Former Leeds manager Brian McDermott was accused by some fans of playing unattractive football that, even more unforgivable, failed to yield results. Personally, I’d put this down to the team left to him by the man he replaced, Neil Warnock, whose apathy resulted in a team comprised mainly of talentless, listless driftwood the likes of which make tactics and formations almost irrelevant.
McDermott was sacked (twice, technically.) before he could craft the team he wanted, though it may not be incorrect to assume that, between the funds made available to him and his own recruitment process, he might not have succeeded anyway.
Fans will always be divided between the results-orientated who would secure three points and trophies at all costs and the aesthetic-orientated who don’t believe a fan, player or manager should have to accept either reactive, pragmatic football, or free-flowing football and noble defeat.
Wigan’s rise to and duration in the Premier League proved the aesthetics-orientated correct; Wigan punched above their weight for years before they won the F.A. Cup. Of course, this also led to the squad being over-extended during a lengthy campaign and their relegation the same year.
Of course, this doesn’t prove the results-orientated correct either. Tony Pulis has shown during his tenures at Stoke City and Crystal Palace the inherent value of pragmatism and organisation ahead of playing openly against richer clubs with better players; in all his years as manager Pulis was never relegated, but unlike Roberto Martinez at Wigan, he also never one a trophy while in the Premier League.

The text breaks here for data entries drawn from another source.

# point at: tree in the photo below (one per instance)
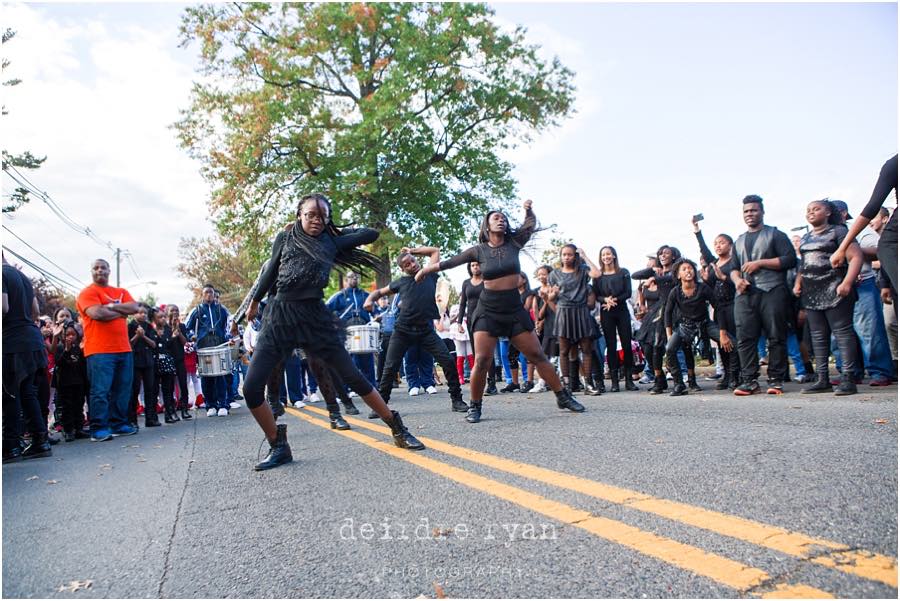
(24, 160)
(397, 111)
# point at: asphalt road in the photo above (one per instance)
(707, 495)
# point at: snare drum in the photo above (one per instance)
(363, 339)
(214, 361)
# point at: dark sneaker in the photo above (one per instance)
(774, 387)
(101, 435)
(747, 388)
(124, 430)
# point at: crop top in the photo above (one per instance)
(500, 261)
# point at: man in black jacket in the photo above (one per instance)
(762, 256)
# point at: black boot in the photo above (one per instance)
(402, 437)
(279, 451)
(337, 421)
(39, 447)
(349, 407)
(659, 385)
(565, 400)
(473, 415)
(692, 383)
(589, 388)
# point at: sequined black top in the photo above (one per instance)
(300, 274)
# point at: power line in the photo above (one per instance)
(52, 278)
(42, 255)
(57, 210)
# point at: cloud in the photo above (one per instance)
(99, 100)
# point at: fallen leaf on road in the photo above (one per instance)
(75, 585)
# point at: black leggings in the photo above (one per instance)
(565, 346)
(143, 375)
(837, 321)
(618, 320)
(267, 357)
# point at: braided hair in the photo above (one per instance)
(353, 259)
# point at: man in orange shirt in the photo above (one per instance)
(103, 310)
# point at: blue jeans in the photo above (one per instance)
(215, 396)
(419, 368)
(868, 321)
(110, 375)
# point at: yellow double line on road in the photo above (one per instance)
(741, 577)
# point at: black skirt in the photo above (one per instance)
(305, 324)
(575, 323)
(500, 313)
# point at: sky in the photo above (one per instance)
(680, 109)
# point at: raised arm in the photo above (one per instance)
(526, 230)
(887, 181)
(356, 237)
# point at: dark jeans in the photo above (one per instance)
(837, 321)
(756, 312)
(165, 383)
(70, 399)
(214, 393)
(618, 320)
(147, 377)
(110, 375)
(181, 379)
(683, 339)
(430, 342)
(24, 404)
(266, 358)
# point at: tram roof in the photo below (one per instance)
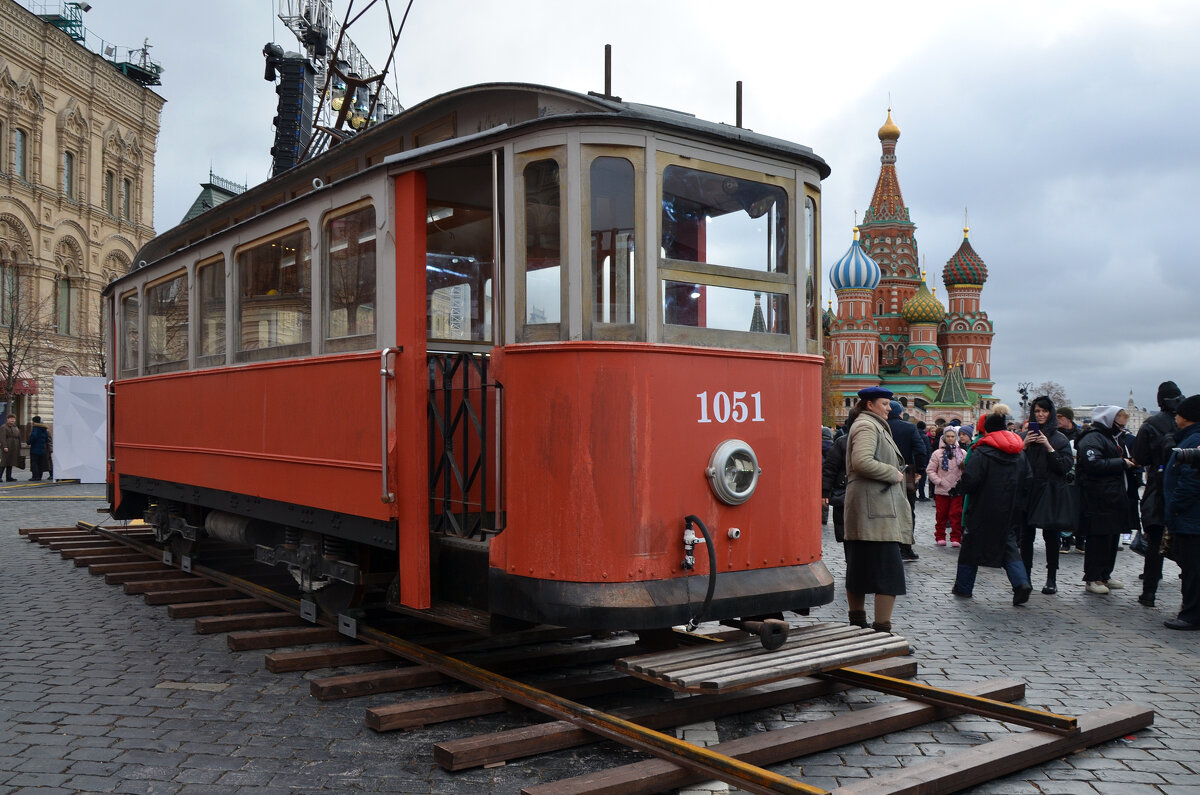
(481, 112)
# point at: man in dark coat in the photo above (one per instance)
(1151, 449)
(1103, 496)
(994, 480)
(1181, 498)
(833, 484)
(916, 454)
(1050, 459)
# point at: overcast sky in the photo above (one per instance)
(1066, 129)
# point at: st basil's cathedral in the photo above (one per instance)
(889, 328)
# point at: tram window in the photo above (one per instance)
(811, 285)
(726, 309)
(351, 281)
(544, 296)
(131, 345)
(460, 247)
(210, 297)
(275, 306)
(724, 220)
(167, 324)
(612, 240)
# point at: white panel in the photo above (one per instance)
(81, 428)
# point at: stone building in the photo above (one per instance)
(891, 329)
(77, 147)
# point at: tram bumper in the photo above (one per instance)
(653, 604)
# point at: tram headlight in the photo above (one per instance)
(733, 471)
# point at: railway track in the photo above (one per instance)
(221, 599)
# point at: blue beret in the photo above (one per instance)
(871, 393)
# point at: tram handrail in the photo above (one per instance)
(384, 375)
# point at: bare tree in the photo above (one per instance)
(1054, 390)
(24, 328)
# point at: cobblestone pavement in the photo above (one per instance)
(100, 692)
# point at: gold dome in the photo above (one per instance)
(889, 131)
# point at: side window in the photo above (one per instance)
(210, 297)
(275, 298)
(460, 249)
(613, 245)
(167, 324)
(351, 281)
(813, 278)
(131, 344)
(543, 247)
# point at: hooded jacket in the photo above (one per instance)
(1152, 448)
(995, 482)
(946, 478)
(1181, 485)
(909, 438)
(1101, 477)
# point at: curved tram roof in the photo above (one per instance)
(463, 118)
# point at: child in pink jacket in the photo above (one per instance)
(945, 470)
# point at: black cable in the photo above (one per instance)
(712, 569)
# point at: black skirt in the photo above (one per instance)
(874, 567)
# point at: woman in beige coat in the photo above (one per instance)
(879, 519)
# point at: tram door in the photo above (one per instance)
(461, 269)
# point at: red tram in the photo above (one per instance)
(511, 354)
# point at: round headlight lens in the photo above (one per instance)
(733, 471)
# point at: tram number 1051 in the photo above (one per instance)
(731, 410)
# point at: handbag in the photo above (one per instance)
(1139, 545)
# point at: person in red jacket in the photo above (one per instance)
(994, 478)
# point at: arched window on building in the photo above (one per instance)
(69, 174)
(19, 154)
(64, 306)
(109, 187)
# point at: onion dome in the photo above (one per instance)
(923, 308)
(965, 267)
(855, 270)
(889, 131)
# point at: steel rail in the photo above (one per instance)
(941, 697)
(720, 766)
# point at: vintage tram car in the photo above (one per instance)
(490, 357)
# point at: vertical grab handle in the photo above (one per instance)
(385, 374)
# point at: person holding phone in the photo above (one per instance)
(1050, 460)
(1102, 471)
(877, 514)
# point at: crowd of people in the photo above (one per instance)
(997, 484)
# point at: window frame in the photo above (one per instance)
(293, 350)
(167, 365)
(642, 304)
(541, 332)
(359, 341)
(717, 275)
(197, 344)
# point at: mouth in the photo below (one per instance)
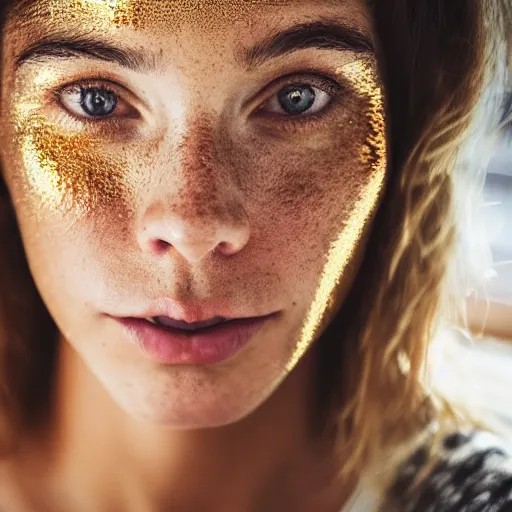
(172, 323)
(170, 341)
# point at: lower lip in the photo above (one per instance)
(207, 346)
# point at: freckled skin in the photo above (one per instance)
(278, 198)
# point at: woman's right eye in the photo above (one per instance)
(93, 102)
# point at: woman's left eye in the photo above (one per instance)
(93, 102)
(299, 99)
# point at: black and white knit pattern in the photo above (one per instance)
(473, 474)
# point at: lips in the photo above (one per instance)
(165, 321)
(213, 344)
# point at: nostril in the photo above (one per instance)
(161, 245)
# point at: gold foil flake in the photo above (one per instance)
(166, 14)
(364, 81)
(68, 172)
(342, 250)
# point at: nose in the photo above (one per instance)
(198, 210)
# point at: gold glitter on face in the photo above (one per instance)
(373, 155)
(67, 171)
(154, 14)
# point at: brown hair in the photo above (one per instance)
(437, 60)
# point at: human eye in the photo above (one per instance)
(94, 101)
(301, 97)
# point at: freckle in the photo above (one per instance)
(68, 171)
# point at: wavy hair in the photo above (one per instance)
(438, 60)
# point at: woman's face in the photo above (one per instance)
(192, 159)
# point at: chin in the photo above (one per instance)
(186, 410)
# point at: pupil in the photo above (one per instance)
(98, 102)
(296, 99)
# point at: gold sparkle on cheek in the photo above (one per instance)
(373, 157)
(68, 172)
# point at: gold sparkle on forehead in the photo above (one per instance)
(141, 14)
(373, 156)
(67, 172)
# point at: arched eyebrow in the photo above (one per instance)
(320, 35)
(325, 35)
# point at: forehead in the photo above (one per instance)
(172, 14)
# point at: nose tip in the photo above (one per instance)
(194, 240)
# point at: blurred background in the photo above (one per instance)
(489, 354)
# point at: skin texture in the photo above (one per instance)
(190, 192)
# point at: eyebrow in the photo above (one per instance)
(320, 35)
(69, 47)
(323, 35)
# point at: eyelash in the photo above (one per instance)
(285, 121)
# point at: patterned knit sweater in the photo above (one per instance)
(472, 473)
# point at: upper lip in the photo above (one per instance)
(189, 315)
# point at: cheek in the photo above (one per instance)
(60, 173)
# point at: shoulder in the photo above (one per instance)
(471, 472)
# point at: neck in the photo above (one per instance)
(273, 459)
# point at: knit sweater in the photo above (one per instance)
(472, 473)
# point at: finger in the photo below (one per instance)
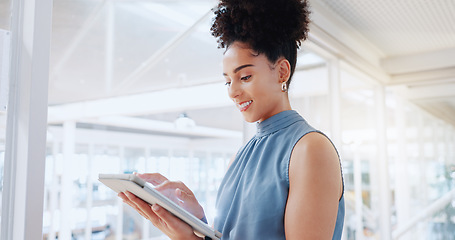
(153, 178)
(143, 208)
(132, 200)
(174, 185)
(166, 218)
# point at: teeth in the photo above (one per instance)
(245, 104)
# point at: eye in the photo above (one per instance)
(245, 78)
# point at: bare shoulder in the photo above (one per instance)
(315, 187)
(314, 156)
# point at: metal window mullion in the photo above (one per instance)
(23, 192)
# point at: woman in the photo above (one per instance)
(286, 182)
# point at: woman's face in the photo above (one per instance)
(254, 83)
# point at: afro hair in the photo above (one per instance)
(273, 27)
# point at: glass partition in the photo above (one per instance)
(5, 28)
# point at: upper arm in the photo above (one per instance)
(315, 187)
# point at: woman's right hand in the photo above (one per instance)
(160, 217)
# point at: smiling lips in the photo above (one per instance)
(244, 106)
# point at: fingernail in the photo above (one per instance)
(155, 207)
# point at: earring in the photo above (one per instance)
(284, 87)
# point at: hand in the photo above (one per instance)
(178, 192)
(160, 217)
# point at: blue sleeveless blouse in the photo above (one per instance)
(252, 197)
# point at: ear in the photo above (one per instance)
(284, 70)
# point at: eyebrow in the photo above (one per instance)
(240, 68)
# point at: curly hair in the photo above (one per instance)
(272, 27)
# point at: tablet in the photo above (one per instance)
(146, 191)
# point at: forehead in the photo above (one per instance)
(239, 54)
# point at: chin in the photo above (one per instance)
(250, 119)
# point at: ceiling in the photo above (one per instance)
(415, 45)
(154, 59)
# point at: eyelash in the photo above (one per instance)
(242, 78)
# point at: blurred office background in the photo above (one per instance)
(137, 86)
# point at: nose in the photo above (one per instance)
(234, 90)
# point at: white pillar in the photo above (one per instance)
(23, 182)
(402, 195)
(66, 189)
(119, 230)
(109, 65)
(383, 165)
(358, 195)
(88, 225)
(53, 191)
(335, 101)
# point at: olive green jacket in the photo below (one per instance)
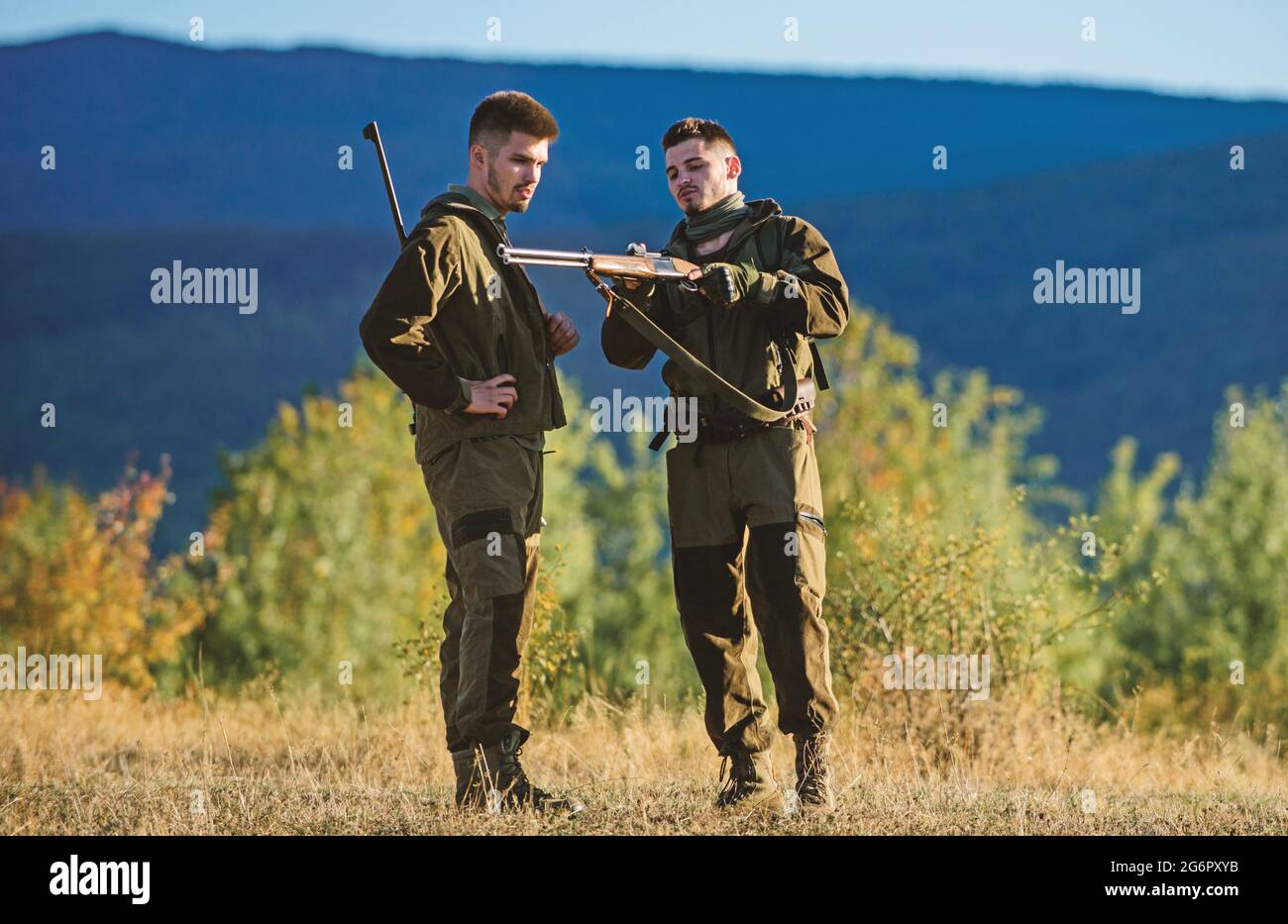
(800, 295)
(450, 310)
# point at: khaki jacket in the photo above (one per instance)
(741, 343)
(451, 310)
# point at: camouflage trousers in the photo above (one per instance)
(747, 546)
(487, 497)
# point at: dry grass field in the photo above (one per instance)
(261, 765)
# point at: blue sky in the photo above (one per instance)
(1228, 50)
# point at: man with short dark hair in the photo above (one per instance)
(469, 342)
(745, 501)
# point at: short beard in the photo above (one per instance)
(518, 205)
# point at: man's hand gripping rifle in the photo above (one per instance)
(640, 265)
(647, 266)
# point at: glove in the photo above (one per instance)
(728, 283)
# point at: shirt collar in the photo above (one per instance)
(478, 202)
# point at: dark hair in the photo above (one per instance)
(509, 111)
(690, 128)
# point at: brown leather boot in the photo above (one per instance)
(814, 772)
(750, 784)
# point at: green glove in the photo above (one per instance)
(728, 283)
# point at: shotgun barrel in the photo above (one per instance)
(652, 266)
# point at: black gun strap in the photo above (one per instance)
(695, 366)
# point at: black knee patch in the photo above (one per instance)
(481, 524)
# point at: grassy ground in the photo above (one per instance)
(254, 765)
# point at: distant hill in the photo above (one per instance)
(159, 134)
(228, 159)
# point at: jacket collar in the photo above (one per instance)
(760, 211)
(464, 200)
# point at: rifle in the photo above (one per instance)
(648, 266)
(640, 265)
(373, 134)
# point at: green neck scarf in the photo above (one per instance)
(716, 220)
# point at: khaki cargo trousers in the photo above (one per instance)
(747, 544)
(487, 495)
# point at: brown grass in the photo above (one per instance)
(129, 765)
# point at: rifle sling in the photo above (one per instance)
(695, 366)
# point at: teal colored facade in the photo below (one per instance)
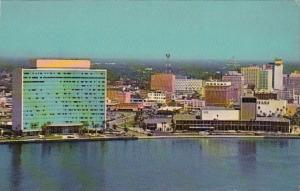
(62, 96)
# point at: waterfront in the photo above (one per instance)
(162, 164)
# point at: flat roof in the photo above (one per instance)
(63, 63)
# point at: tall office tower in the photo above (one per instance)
(248, 108)
(163, 82)
(188, 85)
(218, 93)
(277, 68)
(251, 75)
(118, 96)
(237, 81)
(58, 93)
(265, 80)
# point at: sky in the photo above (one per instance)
(247, 30)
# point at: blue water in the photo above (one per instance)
(186, 164)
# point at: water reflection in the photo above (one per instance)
(247, 155)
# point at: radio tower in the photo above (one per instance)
(168, 64)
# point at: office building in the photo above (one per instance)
(188, 86)
(248, 108)
(219, 113)
(251, 75)
(157, 97)
(237, 81)
(218, 93)
(265, 80)
(277, 68)
(266, 124)
(271, 108)
(163, 82)
(118, 96)
(292, 82)
(58, 93)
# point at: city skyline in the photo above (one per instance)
(147, 30)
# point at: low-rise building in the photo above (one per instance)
(219, 113)
(266, 124)
(269, 108)
(191, 104)
(118, 96)
(163, 124)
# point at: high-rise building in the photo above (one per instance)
(277, 68)
(265, 80)
(163, 82)
(237, 81)
(188, 85)
(118, 96)
(251, 75)
(248, 108)
(58, 93)
(292, 82)
(218, 93)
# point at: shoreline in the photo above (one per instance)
(133, 138)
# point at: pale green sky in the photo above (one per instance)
(258, 30)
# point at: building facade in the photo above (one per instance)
(277, 67)
(265, 80)
(248, 108)
(292, 82)
(220, 114)
(271, 108)
(163, 82)
(218, 93)
(237, 81)
(157, 97)
(251, 75)
(188, 85)
(118, 96)
(58, 92)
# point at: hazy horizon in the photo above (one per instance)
(192, 30)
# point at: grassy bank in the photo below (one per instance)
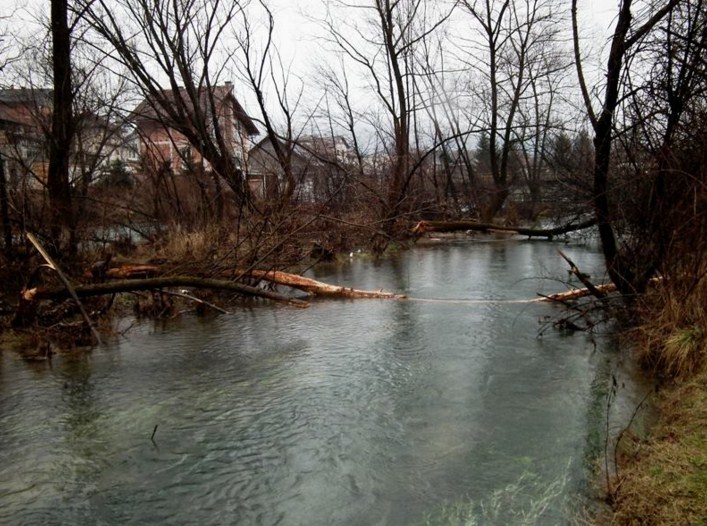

It seems then that an even, functional mixture of proactive and reactive football is the key to success. Certainly this season’s Chelsea side shows extremes of both, as do, to some extent, Bayern Munich under Pep Guardiola. But then it’s easy for both José Mourinho and Guardiola to claim a Midas touch when they have access to almost as much currency as the Phrygian king of Greek mythological fame.
Championship clubs, however, have to rely much more on the manager and his coaching staff to excel at cheap recruitment, beneficial training and tactics that get the best out of the players on hand.
So, when ex-Forest Green manager Dave Hockaday assumed control over a Leeds squad injected with new blood (which may or may not have been chosen by the owner, Massimo Cellino) he attempted to apply a new, more free-flowing style of football.
The result was more entertaining than what was witnessed under Warnock or even McDermott, but the same defensive problems remained and it didn’t look like there was a difference between “free-flowing” and “loose” as Leeds’s defenders proved time and time again.
It all begins at the back. Once you sort out your team’s defence and prevent shipping goals from preventable mistakes, either individual or collective, then it’s fair to say you’re usually looking at an approximate mid-table finish.
While the romanticist in me cringes at the thought, the pragmatist openly yearns for some Pulis-like stability. And that’s Pulis-like, not full-Pulis, because after all the reason he and Stoke parted ways was due to their stagnation under his philosophy.
All we need at Leeds is to become defensively solid enough to get a consistent run together and buy our manager, whether it’s Redfearn or his eventual successor, enough time to sort the team out for the rest of the season.
Maybe it’s true we don’t have the players to push on and challenge any higher than mid-table, but right now we definitely don’t have the system, and with managerial consistency not a viable expectation under Cellino the longest-serving manager under his reign will be the one who cuts out the mistakes from his defence and gets them to work as a coherent unit, finally sorting out our most longstanding problem – on the pitch, that is.